IV. 4 – A VOZ DA AMÉRICA INVADE AS ONDAS NACIONAIS

Para evitar a aproximação de países da América Latina de linhas contrárias ao regime americano e promover uma integração no continente, os Estados Unidos implantaram como parte da política da boa vizinhança ações culturais buscando uma identidade americana, já que os países sul-americanos sofriam uma intensa influência de algumas nações européias.

4 No caso do Brasil, o programa foi implantado em plena era “varguista”, que sofria influência e inspiração, em alguns setores, do fascismo e do nazismo.

Como forma de fomentar essa política, o presidente norte-americano Franklin Roosevelt criou Office of the Coordinator of Interamerican Affairs, que teve o nome pomposo simplificado, ficando conhecido como Bureau Interamericano. À frente dessa missão, estava um dos maiores capitalistas norte-americanos, Nelson Rockfeller. No Brasil, a ação norte-americana tinha o rádio como um dos pontos de atuação, devido à importância que o veículo tinha conquistado, assim como a imprensa e o cinema.

Da mesma forma que o nazismo e o fascismo tinham escolhido o rádio como uma importante arma de guerra, o capitalismo americano também despertou para a importância do acompanhamento desse veículo na América Latina como parte da política de inte gração interamericana. Desta forma, dentro do leque de atuação do Bureau, o rádio foi escolhido como um dos principais meios para conquistar os brasileiros.

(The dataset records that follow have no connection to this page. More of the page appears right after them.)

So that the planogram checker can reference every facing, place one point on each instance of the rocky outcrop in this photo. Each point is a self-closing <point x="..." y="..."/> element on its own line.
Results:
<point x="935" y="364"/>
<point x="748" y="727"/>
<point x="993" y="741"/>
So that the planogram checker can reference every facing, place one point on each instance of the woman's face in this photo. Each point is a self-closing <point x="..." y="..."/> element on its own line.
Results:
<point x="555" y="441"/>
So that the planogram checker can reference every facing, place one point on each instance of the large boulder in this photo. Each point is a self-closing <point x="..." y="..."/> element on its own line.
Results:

O diretor de Rádio do DIP, Júlio Barata, foi, em 1940, para os Estados Unidos como parte do programa de intercâmbio entre os dois, como destacou o crítico de rádio Martins Castelo (1941d), em artigo na revista estatal Cultura política: “Em maio de 1940, foi a vez de Júlio Barata ir aos EUA... O Presidente da National Broadcasting Company, encarregado das relações internacionais da modelar cadeia de Rádio, John Royal, veio em seguida ao Brasil.”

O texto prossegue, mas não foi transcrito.